The LOFAR Two-metre Sky Survey: The nature of the faint source population and SFR-radio luminosity relation using Prospector
/ Authors
Soumyadeep Das, Daniel J. Smith, Paul Haskell, M. Hardcastle, P. Best, K. Duncan, M. I. Arnaudova, S. Shenoy, R. Kondapally, R. Cochrane
and 5 more authors
/ Abstract
Spectral energy distribution (SED) fitting has been extensively used to determine the nature of the faint radio source population. Recent efforts have combined fits from multiple SED-fitting codes to account for the host galaxy and any active nucleus that may be present. We show that it is possible to produce similar-quality classifications using a single energy-balance SED fitting code, Prospector, to model up to 26 bands of UV–far-infrared aperture-matched photometry for ∼31,000 sources in the ELAIS-N1 field from the LOFAR Two-Metre Sky Survey (LoTSS) Deep fields first data release. One of a new generation of SED-fitting codes, Prospector accounts for potential contributions from radiative active galactic nuclei (AGN) when estimating galaxy properties, including star formation rates (SFRs) derived using non-parametric star formation histories. Combining this information with radio luminosities, we classify 92 per cent of the radio sources as a star-forming galaxy, high-/low-excitation radio galaxy, or radio-quiet AGN and study the population demographics as a function of 150 MHz flux density, luminosity, SFR, stellar mass, redshift and apparent r-band magnitude.
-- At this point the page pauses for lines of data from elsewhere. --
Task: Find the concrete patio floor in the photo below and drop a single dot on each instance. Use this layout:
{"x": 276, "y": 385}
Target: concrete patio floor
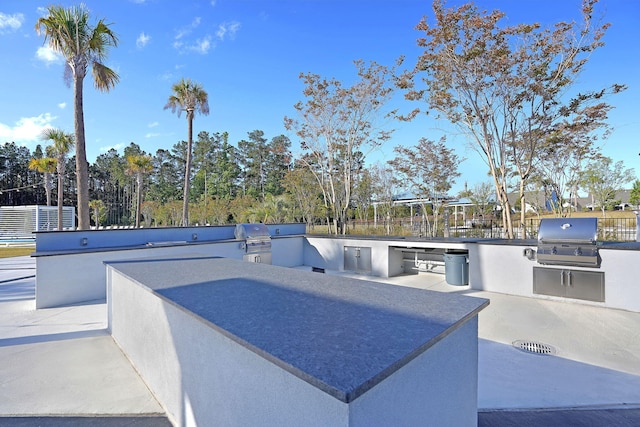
{"x": 61, "y": 367}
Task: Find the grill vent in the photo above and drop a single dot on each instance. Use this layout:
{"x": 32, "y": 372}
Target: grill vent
{"x": 534, "y": 347}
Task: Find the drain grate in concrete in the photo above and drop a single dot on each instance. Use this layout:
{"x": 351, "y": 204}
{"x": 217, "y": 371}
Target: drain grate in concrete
{"x": 534, "y": 347}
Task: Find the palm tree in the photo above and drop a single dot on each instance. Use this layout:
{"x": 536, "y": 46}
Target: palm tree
{"x": 68, "y": 32}
{"x": 62, "y": 144}
{"x": 139, "y": 165}
{"x": 46, "y": 166}
{"x": 188, "y": 96}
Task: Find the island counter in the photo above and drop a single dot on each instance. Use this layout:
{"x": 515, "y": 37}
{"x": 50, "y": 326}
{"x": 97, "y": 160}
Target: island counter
{"x": 225, "y": 342}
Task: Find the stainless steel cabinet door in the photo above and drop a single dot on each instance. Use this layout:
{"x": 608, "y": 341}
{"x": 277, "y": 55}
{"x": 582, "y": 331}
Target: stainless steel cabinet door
{"x": 578, "y": 284}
Finally, we use Prospector SED fits to investigate the SFR–150 MHz luminosity relation for a sample of ∼133,000 3.6 μm-selected z < 1 sources, finding that the stellar mass dependence is significantly weaker than previously reported, and may disappear altogether at log10(SFR/M⊙ yr−1) > 0.5. This approach makes it significantly easier to classify radio sources from LoTSS and elsewhere, and may have important implications for future studies of star-forming galaxies at radio wavelengths.